City Bistro Tea & Coffee Co
Before pulling out of town the last morning, we grabbed some breakfast and coffee at City Bistro Tea & Coffee Co. I had wanted to go there because it looked like a modern, cool spot; was near our hotel; and their website said this:
Special attention is given to vegetarian, vegan, gluten free and healthy options because we believe in encouraging diversity at the table & carefully curating a menu that satisfies every individual. Our Chefs & Baristas are well-informed & knowledgeable about the origins of every product & it would be our pleasure to custom-make any item to suit your preferences and requirements.http://citybistrofl.com/
When we arrived, I found the staff at City Bistro to be less knowledgeable and flexible than I had hoped they would be. I asked if a certain bowl would be gluten free and was told that it would not because it had potatoes in it. Okay, well, potatoes don’t contain gluten on their own, but maybe there was something else on these ones.

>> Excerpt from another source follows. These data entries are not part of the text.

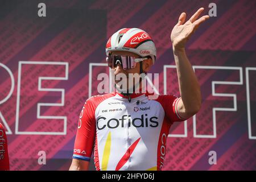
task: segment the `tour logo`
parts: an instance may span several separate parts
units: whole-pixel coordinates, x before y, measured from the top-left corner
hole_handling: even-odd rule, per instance
[[[138,111],[145,111],[145,110],[150,110],[150,106],[148,107],[137,107],[136,106],[134,107],[133,109],[133,110],[135,112],[137,112]]]

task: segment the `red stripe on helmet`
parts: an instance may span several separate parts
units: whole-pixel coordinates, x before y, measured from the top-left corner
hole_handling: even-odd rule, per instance
[[[107,43],[106,44],[106,48],[108,48],[109,47],[111,47],[111,38],[112,36],[110,36],[109,39],[109,40],[107,42]]]
[[[141,31],[130,38],[123,47],[135,48],[140,43],[148,39],[151,39],[149,35],[144,31]]]

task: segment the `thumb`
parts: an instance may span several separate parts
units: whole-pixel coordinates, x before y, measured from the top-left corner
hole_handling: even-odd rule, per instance
[[[177,26],[183,24],[185,23],[185,20],[186,19],[186,13],[183,13],[180,14],[180,17],[179,18],[179,21],[177,23]]]

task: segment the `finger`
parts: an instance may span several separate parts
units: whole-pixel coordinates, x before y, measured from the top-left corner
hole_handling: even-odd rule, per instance
[[[193,24],[195,25],[196,27],[197,27],[200,25],[201,23],[205,21],[207,19],[208,19],[210,16],[209,15],[204,15],[196,20]]]
[[[204,8],[203,7],[201,7],[193,15],[193,16],[191,16],[191,18],[190,18],[189,19],[189,21],[191,22],[191,23],[194,22],[195,20],[196,20],[196,19],[197,19],[197,18],[199,16],[199,15],[200,15],[201,13],[203,12],[203,11],[204,11]]]
[[[180,14],[180,17],[179,18],[179,21],[176,25],[181,25],[185,23],[185,20],[186,19],[186,14],[185,13],[183,13]]]

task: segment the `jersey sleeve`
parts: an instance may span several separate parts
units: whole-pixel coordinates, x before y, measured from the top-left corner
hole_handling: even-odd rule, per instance
[[[188,119],[182,118],[179,114],[177,106],[181,99],[181,97],[174,95],[160,96],[158,98],[164,110],[165,114],[171,122],[183,121]]]
[[[94,107],[91,99],[88,99],[81,111],[75,141],[73,159],[90,161],[96,134]]]
[[[10,169],[6,134],[3,125],[0,123],[0,171]]]

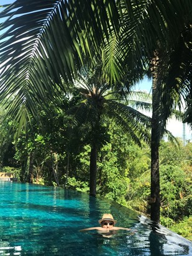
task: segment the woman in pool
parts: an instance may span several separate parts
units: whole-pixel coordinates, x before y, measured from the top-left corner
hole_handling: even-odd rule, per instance
[[[130,231],[130,229],[126,227],[114,227],[114,225],[117,223],[117,221],[113,219],[112,216],[110,214],[110,213],[105,213],[103,214],[102,219],[99,219],[99,223],[101,224],[101,227],[88,227],[87,229],[81,229],[80,231],[97,230],[99,233],[108,236],[109,235],[114,234],[115,231],[119,229]]]

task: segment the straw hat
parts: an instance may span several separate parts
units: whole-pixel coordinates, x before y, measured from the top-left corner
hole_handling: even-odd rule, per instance
[[[101,224],[102,221],[111,221],[114,222],[114,224],[117,223],[117,221],[115,221],[113,219],[112,216],[110,214],[110,213],[105,213],[104,214],[103,214],[102,219],[99,219],[99,223]]]

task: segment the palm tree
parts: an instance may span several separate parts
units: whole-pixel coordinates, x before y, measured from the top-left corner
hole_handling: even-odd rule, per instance
[[[89,126],[87,137],[91,145],[89,194],[95,196],[98,152],[107,140],[104,117],[112,119],[140,145],[141,139],[150,141],[150,117],[118,101],[118,91],[110,90],[112,86],[103,78],[101,65],[88,71],[84,70],[82,73],[83,75],[79,74],[79,79],[75,82],[81,94],[81,101],[70,112],[75,115],[79,124]]]
[[[126,71],[135,81],[144,74],[144,67],[147,70],[155,59],[157,50],[174,50],[181,31],[191,24],[192,2],[138,2],[17,0],[3,11],[0,17],[7,19],[0,27],[6,30],[0,38],[0,100],[15,95],[10,114],[17,113],[21,124],[29,110],[35,116],[35,101],[46,101],[47,93],[53,94],[55,84],[67,89],[62,78],[71,80],[84,55],[91,58],[105,43],[109,47],[103,54],[104,73],[112,80],[122,79]],[[163,83],[158,84],[160,88],[153,86],[157,90],[162,88]],[[169,83],[163,85],[168,88]],[[158,193],[153,194],[152,201],[158,203],[158,213],[152,219],[158,222]]]

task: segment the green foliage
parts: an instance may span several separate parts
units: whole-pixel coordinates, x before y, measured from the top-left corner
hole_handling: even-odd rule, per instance
[[[77,180],[75,177],[68,178],[66,188],[76,190],[82,192],[88,192],[89,190],[88,182]]]
[[[189,217],[185,217],[181,221],[175,223],[169,227],[171,231],[192,241],[191,215]]]
[[[126,171],[122,173],[118,168],[118,159],[111,149],[111,144],[107,144],[103,147],[100,153],[100,160],[102,160],[98,165],[98,193],[101,196],[125,205],[124,197],[127,191],[129,179]]]

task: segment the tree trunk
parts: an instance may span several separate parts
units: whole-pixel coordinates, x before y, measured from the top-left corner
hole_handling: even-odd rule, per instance
[[[159,146],[162,131],[161,102],[158,80],[158,58],[157,53],[152,60],[152,121],[151,135],[151,220],[160,222],[160,198],[159,174]]]
[[[90,196],[96,196],[96,174],[97,174],[97,147],[94,144],[91,150],[90,155],[90,185],[89,194]]]
[[[69,168],[70,168],[70,152],[68,152],[67,153],[67,165],[66,165],[66,179],[64,183],[64,188],[66,187],[66,185],[68,181],[68,172],[69,172]]]
[[[32,152],[29,155],[29,183],[32,183],[34,181],[34,154]]]
[[[54,155],[55,156],[55,160],[54,159]],[[59,186],[60,184],[59,184],[58,177],[57,175],[58,160],[57,160],[56,153],[52,153],[52,171],[53,173],[55,180],[56,181],[57,186]]]

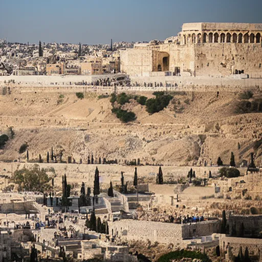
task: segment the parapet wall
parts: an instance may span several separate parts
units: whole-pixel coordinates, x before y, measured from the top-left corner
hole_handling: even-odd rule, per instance
[[[219,230],[220,221],[199,222],[191,224],[163,223],[152,221],[123,220],[109,224],[110,233],[127,239],[147,239],[168,244],[193,236],[210,235]]]

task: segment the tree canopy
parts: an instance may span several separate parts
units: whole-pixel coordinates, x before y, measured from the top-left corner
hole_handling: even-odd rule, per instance
[[[35,164],[29,169],[24,167],[16,170],[11,177],[11,181],[18,184],[18,190],[36,191],[43,192],[49,189],[48,177],[46,170],[40,169],[38,165]]]

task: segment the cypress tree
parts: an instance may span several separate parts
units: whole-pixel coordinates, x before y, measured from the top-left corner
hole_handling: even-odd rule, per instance
[[[135,168],[135,176],[134,177],[134,185],[135,186],[137,186],[137,168]]]
[[[53,147],[52,148],[51,150],[51,160],[52,161],[54,161],[54,152],[53,151]]]
[[[221,222],[221,228],[220,232],[221,234],[226,234],[227,228],[227,217],[226,216],[226,211],[223,210],[222,212],[222,221]]]
[[[96,167],[96,171],[95,173],[95,180],[94,181],[94,195],[98,195],[100,193],[100,186],[99,186],[99,171]]]
[[[244,260],[245,262],[249,262],[250,261],[250,258],[249,258],[249,254],[248,253],[248,249],[247,247],[246,248],[245,250],[245,256],[244,258]]]
[[[217,165],[219,166],[223,165],[223,162],[222,161],[222,160],[221,160],[221,158],[220,158],[220,157],[219,157],[216,163],[217,164]]]
[[[39,56],[41,57],[43,56],[43,51],[42,50],[42,46],[41,45],[41,41],[39,41],[39,50],[38,50]]]
[[[230,166],[235,166],[235,157],[234,156],[234,153],[231,152],[231,156],[230,157],[230,163],[229,164]]]
[[[79,42],[79,49],[78,49],[78,56],[81,56],[82,52],[81,50],[81,43]]]
[[[161,167],[159,167],[159,171],[158,172],[158,183],[159,185],[163,185],[164,180],[163,179],[163,172],[162,171]]]
[[[102,225],[100,217],[97,219],[97,233],[102,233]]]
[[[107,191],[107,194],[108,196],[111,196],[111,198],[114,198],[114,191],[113,189],[113,185],[112,182],[110,181],[110,187],[108,188],[108,190]]]

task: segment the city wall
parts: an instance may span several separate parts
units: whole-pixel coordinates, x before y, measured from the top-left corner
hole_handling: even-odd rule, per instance
[[[192,224],[163,223],[151,221],[122,220],[110,222],[109,232],[129,239],[158,241],[169,244],[193,236],[210,235],[217,232],[219,221]]]

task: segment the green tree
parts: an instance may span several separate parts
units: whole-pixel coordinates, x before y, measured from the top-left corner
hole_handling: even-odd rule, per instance
[[[81,51],[81,43],[79,42],[79,49],[78,49],[78,56],[81,56],[82,52]]]
[[[8,141],[8,137],[6,135],[2,135],[0,136],[0,149],[2,149],[6,143]]]
[[[40,169],[38,165],[35,164],[29,169],[24,167],[15,170],[11,181],[18,185],[19,191],[44,192],[50,188],[50,179],[44,168]]]
[[[43,56],[43,51],[42,50],[41,41],[39,41],[38,54],[39,57],[41,57]]]
[[[231,152],[231,156],[230,157],[230,163],[229,165],[230,166],[235,166],[235,157],[233,152]]]
[[[134,176],[133,185],[135,186],[137,186],[137,168],[136,167],[135,167],[135,176]]]
[[[163,179],[163,172],[162,171],[161,167],[159,167],[159,171],[158,174],[158,181],[159,185],[163,185],[164,183],[164,180]]]
[[[220,158],[220,157],[219,157],[216,163],[217,164],[217,165],[219,166],[223,165],[223,162],[222,161],[222,160],[221,160],[221,158]]]
[[[95,180],[94,181],[94,195],[96,195],[100,193],[99,186],[99,171],[96,167],[95,173]]]
[[[108,195],[108,196],[114,198],[114,191],[112,181],[110,181],[110,187],[108,188],[107,194]]]

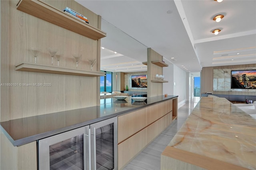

Then, the fellow behind the counter said that the only gluten free things they could offer would be one of the sandwiches on gluten free bread ($1.49 extra). They use Udi’s bread. It tastes good, but doesn’t work for me because it has cornstarch in it, and I’m intolerant to corn. Apparently, the staff at City Bistro won’t make any custom orders. They can only edit (by omitting) what they already have on the menu.
Finally, I selected the Chicken Bowl which was confirmed to have no gluten in it. It was a nice, warm bowl full of vegetables, eggs, and a generous portion of chicken. In the end, it was filling, and I enjoyed it.
Gluten Free in St. Augustine
I came away from St. Augustine satisfied and feeling well. To be fair, it isn’t always easy to find gluten free food in busy tourist destinations. I would certainly visit the city again and allow more time for exploring both the history and the food.